David Waldstein: Justin Verlander looks completely different than the pitcher who was rocked in Game 4 of the division series. Verlander was pitching on short rest in that game and said he did not have command of his slider. But he looks locked in and effective tonight, and the slider is sharp.

The Astros got on the scoreboard first when Carlos Correa doubled on a grounder that shot through the infield, making it 1-0 Houston. But James Paxton stranded a pair of runners who had been threatening to make things worse.

Justin Verlander had made things look exceedingly easy in the top-half of the inning; he has needed only 28 pitches to erase all six batters he’s faced. Edwin Edwin Encarnacion appeared to pop out before it was determined that the ball ricocheted off a girder and then came back into play, making it a dead ball. Given a second life, he struck out instead.

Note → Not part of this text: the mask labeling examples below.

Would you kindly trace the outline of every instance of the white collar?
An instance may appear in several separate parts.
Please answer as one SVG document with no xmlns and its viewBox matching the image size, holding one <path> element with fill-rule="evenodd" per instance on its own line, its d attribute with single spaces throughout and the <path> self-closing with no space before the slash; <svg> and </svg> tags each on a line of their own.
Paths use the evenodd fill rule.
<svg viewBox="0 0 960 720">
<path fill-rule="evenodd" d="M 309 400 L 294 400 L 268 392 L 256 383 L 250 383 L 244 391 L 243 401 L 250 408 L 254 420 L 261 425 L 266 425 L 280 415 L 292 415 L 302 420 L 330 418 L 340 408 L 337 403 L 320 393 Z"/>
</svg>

Brett Gardner was frozen for strike three on a vicious slider and Gary Sanchez flied out to shallow center.

Leading off the bottom half of the inning, Alex Bregman hit an absolute rocket that came off his bat at 107 miles per hour on its way to the wall — so fast that the Houston third baseman managed only a single. Paxton walked Houston’s power-hitting phenom, Yordan Alvarez, putting runners on first and second, which turned to first and third when Yuli Gurriel lined out to right.

That brought up Correa, who smoked a grounder past Gio Urshela at third that rolled all the way to the wall for a double, scoring Bregman for the 26th postseason R.B.I. of the shortstop’s career (a club record). Paxton struck out Robinson Chirinos and got out of the inning when he struck out Jake Marisnick.

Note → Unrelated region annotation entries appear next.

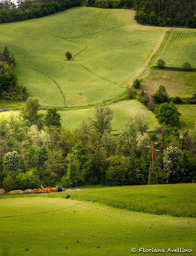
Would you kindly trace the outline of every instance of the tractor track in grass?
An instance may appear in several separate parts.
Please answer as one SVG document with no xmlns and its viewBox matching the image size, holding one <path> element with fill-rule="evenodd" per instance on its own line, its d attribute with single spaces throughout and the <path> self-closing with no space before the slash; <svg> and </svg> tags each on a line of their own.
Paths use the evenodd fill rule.
<svg viewBox="0 0 196 256">
<path fill-rule="evenodd" d="M 67 38 L 64 38 L 64 37 L 59 37 L 58 35 L 54 35 L 54 34 L 51 34 L 51 33 L 50 33 L 51 35 L 54 35 L 55 37 L 59 37 L 59 38 L 61 38 L 61 39 L 63 39 L 64 40 L 67 40 L 68 41 L 70 41 L 70 42 L 72 42 L 74 43 L 75 43 L 76 44 L 78 44 L 79 45 L 83 45 L 84 46 L 85 46 L 85 48 L 84 49 L 83 49 L 81 51 L 80 51 L 79 52 L 77 53 L 76 54 L 75 54 L 75 55 L 73 56 L 73 58 L 72 58 L 72 59 L 74 60 L 74 58 L 75 57 L 75 56 L 76 56 L 76 55 L 77 55 L 78 54 L 79 54 L 79 53 L 80 53 L 81 52 L 83 52 L 83 51 L 85 50 L 86 50 L 88 46 L 87 45 L 85 45 L 83 44 L 81 44 L 81 43 L 79 43 L 78 42 L 75 42 L 75 41 L 73 41 L 72 40 L 70 40 L 69 39 L 67 39 Z"/>
<path fill-rule="evenodd" d="M 56 84 L 58 89 L 59 89 L 59 91 L 60 91 L 60 92 L 61 93 L 62 96 L 63 96 L 63 102 L 64 102 L 64 104 L 66 108 L 67 108 L 67 106 L 66 105 L 66 102 L 65 101 L 65 97 L 64 96 L 64 95 L 63 94 L 62 90 L 61 90 L 61 89 L 60 89 L 60 87 L 59 85 L 57 83 L 57 82 L 56 82 L 55 80 L 54 80 L 54 79 L 52 79 L 52 78 L 50 77 L 50 76 L 49 76 L 47 75 L 46 75 L 46 74 L 45 74 L 44 73 L 43 73 L 41 71 L 40 71 L 40 70 L 38 70 L 38 69 L 36 69 L 35 68 L 33 68 L 32 69 L 34 69 L 34 70 L 35 70 L 36 71 L 37 71 L 38 72 L 39 72 L 40 73 L 41 73 L 42 74 L 43 74 L 43 75 L 44 75 L 44 76 L 47 76 L 47 77 L 48 78 L 50 78 L 51 80 L 52 80 L 52 81 L 54 82 L 54 83 L 55 83 Z"/>
<path fill-rule="evenodd" d="M 95 33 L 100 33 L 100 32 L 96 32 Z M 67 38 L 64 38 L 63 37 L 59 37 L 58 35 L 54 35 L 54 34 L 51 34 L 50 33 L 50 34 L 51 35 L 54 35 L 55 37 L 59 37 L 60 38 L 61 38 L 62 39 L 64 39 L 64 40 L 67 40 L 68 41 L 70 41 L 70 42 L 72 42 L 74 43 L 75 43 L 76 44 L 78 44 L 80 45 L 83 45 L 84 46 L 85 46 L 85 49 L 83 49 L 81 51 L 80 51 L 79 52 L 78 52 L 76 54 L 75 54 L 75 55 L 74 56 L 74 57 L 72 58 L 72 60 L 74 60 L 74 59 L 75 57 L 75 56 L 77 55 L 78 54 L 79 54 L 79 53 L 80 53 L 81 52 L 83 52 L 83 51 L 85 50 L 86 50 L 88 46 L 87 45 L 85 45 L 83 44 L 81 44 L 81 43 L 79 43 L 78 42 L 75 42 L 75 41 L 73 41 L 73 40 L 70 40 L 69 39 L 67 39 Z M 113 81 L 111 81 L 110 80 L 109 80 L 108 79 L 107 79 L 106 78 L 105 78 L 103 77 L 102 77 L 102 76 L 99 76 L 98 75 L 97 75 L 97 74 L 95 74 L 95 73 L 94 73 L 94 72 L 93 72 L 93 71 L 91 71 L 91 70 L 89 69 L 88 68 L 86 68 L 86 67 L 85 66 L 83 66 L 82 64 L 81 64 L 81 63 L 79 63 L 79 62 L 78 62 L 77 61 L 76 61 L 76 63 L 78 63 L 79 64 L 79 65 L 80 65 L 81 66 L 82 66 L 82 67 L 83 67 L 84 68 L 86 69 L 89 72 L 90 72 L 91 73 L 92 73 L 92 74 L 93 74 L 94 75 L 95 75 L 95 76 L 98 76 L 102 79 L 103 79 L 104 80 L 106 80 L 106 81 L 108 81 L 108 82 L 111 82 L 111 83 L 113 83 L 115 84 L 116 84 L 117 85 L 118 85 L 118 86 L 120 86 L 120 87 L 121 87 L 122 88 L 124 88 L 123 86 L 121 86 L 119 84 L 118 84 L 116 83 L 115 83 L 115 82 L 113 82 Z"/>
<path fill-rule="evenodd" d="M 77 206 L 79 204 L 82 204 L 85 203 L 85 202 L 82 202 L 82 203 L 80 203 L 79 204 L 74 204 L 74 205 L 71 206 L 68 206 L 68 207 L 66 207 L 64 208 L 62 208 L 61 209 L 57 209 L 56 210 L 52 210 L 51 211 L 43 211 L 41 212 L 36 212 L 34 213 L 29 213 L 27 214 L 21 214 L 20 215 L 12 215 L 11 216 L 5 216 L 4 217 L 0 217 L 0 219 L 4 219 L 6 218 L 11 218 L 11 217 L 20 217 L 21 216 L 26 216 L 30 215 L 35 215 L 35 214 L 41 214 L 42 213 L 48 213 L 48 212 L 52 212 L 55 211 L 61 211 L 62 210 L 64 210 L 65 209 L 68 209 L 68 208 L 71 208 L 72 207 L 74 207 L 75 206 Z"/>
<path fill-rule="evenodd" d="M 92 74 L 93 74 L 94 75 L 95 75 L 95 76 L 98 76 L 98 77 L 100 78 L 101 78 L 102 79 L 103 79 L 104 80 L 106 80 L 106 81 L 108 81 L 109 82 L 111 82 L 111 83 L 114 83 L 115 84 L 116 84 L 117 85 L 118 85 L 118 86 L 119 86 L 120 87 L 122 87 L 122 88 L 124 88 L 124 87 L 121 86 L 121 85 L 120 85 L 119 84 L 118 84 L 117 83 L 115 83 L 115 82 L 113 82 L 113 81 L 111 81 L 110 80 L 109 80 L 108 79 L 106 79 L 106 78 L 104 78 L 104 77 L 102 77 L 102 76 L 101 76 L 99 75 L 97 75 L 97 74 L 95 74 L 95 73 L 94 73 L 94 72 L 93 72 L 93 71 L 91 71 L 88 68 L 87 68 L 85 66 L 83 66 L 82 64 L 81 64 L 81 63 L 79 63 L 79 62 L 76 62 L 76 63 L 78 63 L 79 64 L 79 65 L 80 65 L 81 66 L 82 66 L 82 67 L 83 67 L 84 68 L 86 69 L 89 72 L 90 72 L 91 73 L 92 73 Z"/>
<path fill-rule="evenodd" d="M 87 35 L 94 35 L 95 34 L 98 34 L 99 33 L 101 33 L 102 32 L 105 32 L 105 31 L 108 31 L 108 30 L 111 30 L 112 29 L 117 29 L 118 27 L 125 27 L 126 26 L 129 26 L 128 25 L 122 25 L 121 26 L 118 26 L 117 27 L 112 27 L 111 29 L 105 29 L 103 30 L 101 30 L 101 31 L 98 31 L 97 32 L 93 32 L 93 33 L 90 33 L 90 34 L 87 34 L 86 35 L 78 35 L 77 37 L 67 37 L 68 38 L 78 38 L 78 37 L 86 37 Z"/>
</svg>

David Waldstein: Some interesting numbers on the history of Game 2: Since the league championship series went to the best-of-seven format in 1985, only 3 of 30 teams have come back from 0-2 deficits in games to win the series: The last was the Boston Red Sox, who erased a 0-3 deficit against the Yankees in 2004. In1985 the Kansas City Royals did it against the Toronto Blue Jays and the same year the St. Louis Cardinals did it against the Los Angeles Dodgers.

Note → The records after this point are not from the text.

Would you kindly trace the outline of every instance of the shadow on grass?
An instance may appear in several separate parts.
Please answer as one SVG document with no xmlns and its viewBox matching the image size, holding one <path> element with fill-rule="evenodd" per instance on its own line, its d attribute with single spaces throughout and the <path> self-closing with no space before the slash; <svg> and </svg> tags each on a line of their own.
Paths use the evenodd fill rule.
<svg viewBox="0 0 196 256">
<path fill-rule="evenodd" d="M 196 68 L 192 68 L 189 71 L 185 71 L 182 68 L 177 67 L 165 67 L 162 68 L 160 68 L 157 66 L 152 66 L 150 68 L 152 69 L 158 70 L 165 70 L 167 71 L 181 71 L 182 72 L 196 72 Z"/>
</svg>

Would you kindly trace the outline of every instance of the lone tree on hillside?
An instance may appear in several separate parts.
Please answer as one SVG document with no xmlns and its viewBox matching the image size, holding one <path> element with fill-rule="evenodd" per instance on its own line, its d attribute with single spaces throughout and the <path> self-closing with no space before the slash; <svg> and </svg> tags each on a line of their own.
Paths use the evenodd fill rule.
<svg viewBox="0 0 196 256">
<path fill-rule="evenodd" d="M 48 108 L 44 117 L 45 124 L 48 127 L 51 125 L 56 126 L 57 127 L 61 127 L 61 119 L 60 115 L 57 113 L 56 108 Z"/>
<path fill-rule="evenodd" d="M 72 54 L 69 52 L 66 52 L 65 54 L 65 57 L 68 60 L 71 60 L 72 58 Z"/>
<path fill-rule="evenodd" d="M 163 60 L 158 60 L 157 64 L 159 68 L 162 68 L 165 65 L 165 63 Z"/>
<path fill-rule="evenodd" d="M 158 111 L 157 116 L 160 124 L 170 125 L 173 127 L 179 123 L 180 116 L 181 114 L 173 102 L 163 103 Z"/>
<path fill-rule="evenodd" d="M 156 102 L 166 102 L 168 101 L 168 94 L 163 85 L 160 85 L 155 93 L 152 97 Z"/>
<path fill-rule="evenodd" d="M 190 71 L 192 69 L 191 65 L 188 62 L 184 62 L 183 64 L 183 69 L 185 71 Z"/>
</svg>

But according to Major League Baseball, teams that have won Game 2, regardless of the outcome in Game 1, have gone on to advance to the World Series 19 of the last 21 times, and 28 out of 34 times over all, or 82 percent.

It was an exceptionally quiet first inning.

Justin Verlander made quick work of the Yankees in the top half of the inning. The first batter he faced, D.J. LeMahieu, lined the second pitch of the game right into the glove of Carlos Correa, and his next three pitches all found their way past Aaron Judge for a strikeout. By comparison he labored in a four-pitch at-bat to Gleyber Torres in which he fell behind, 2-0, but recovered to get the red-hot Torres to fly out to center.

James Paxton responded by opening the bottom half of the inning by walking the ice-cold George Springer. He made up for his mistake by inducing a 4-6-3 double-play from Michael Brantley. Paxton then ran the count full against Jose Altuve but got out of the inning when the former M.V.P. lined out to short.

Cameron Maybin will start in left in place of Giancarlo Stanton in Game 2.

According to James Wagner of The Times: “Giancarlo Stanton injured his quad running down the line on his infield hit but was O.K. enough to play further into the game, per Aaron Boone. He received an MRI and a strain was revealed. Boone hopes Stanton will return this series.”

James said Boone told reporters that Stanton was available off the bench or in emergency situations, but given Stanton’s injury it is more likely the Yankees will not use him.

  • Justin Verlander is an intimidating presence on the mound and is easily on the short list for the best pitcher in the majors over the last four seasons alongside Max Scherzer, Jacob deGrom and Chris Sale. His lone weakness is the long ball; Verlander has allowed 121 home runs over those four years, compared with 94 for Scherzer, 86 for Sale and 72 for deGrom. That weakness could seem glaring against a Yankees lineup that hit 306 home runs this season — just one fewer than the Twins, who set a major league record — and added three more in Game 1.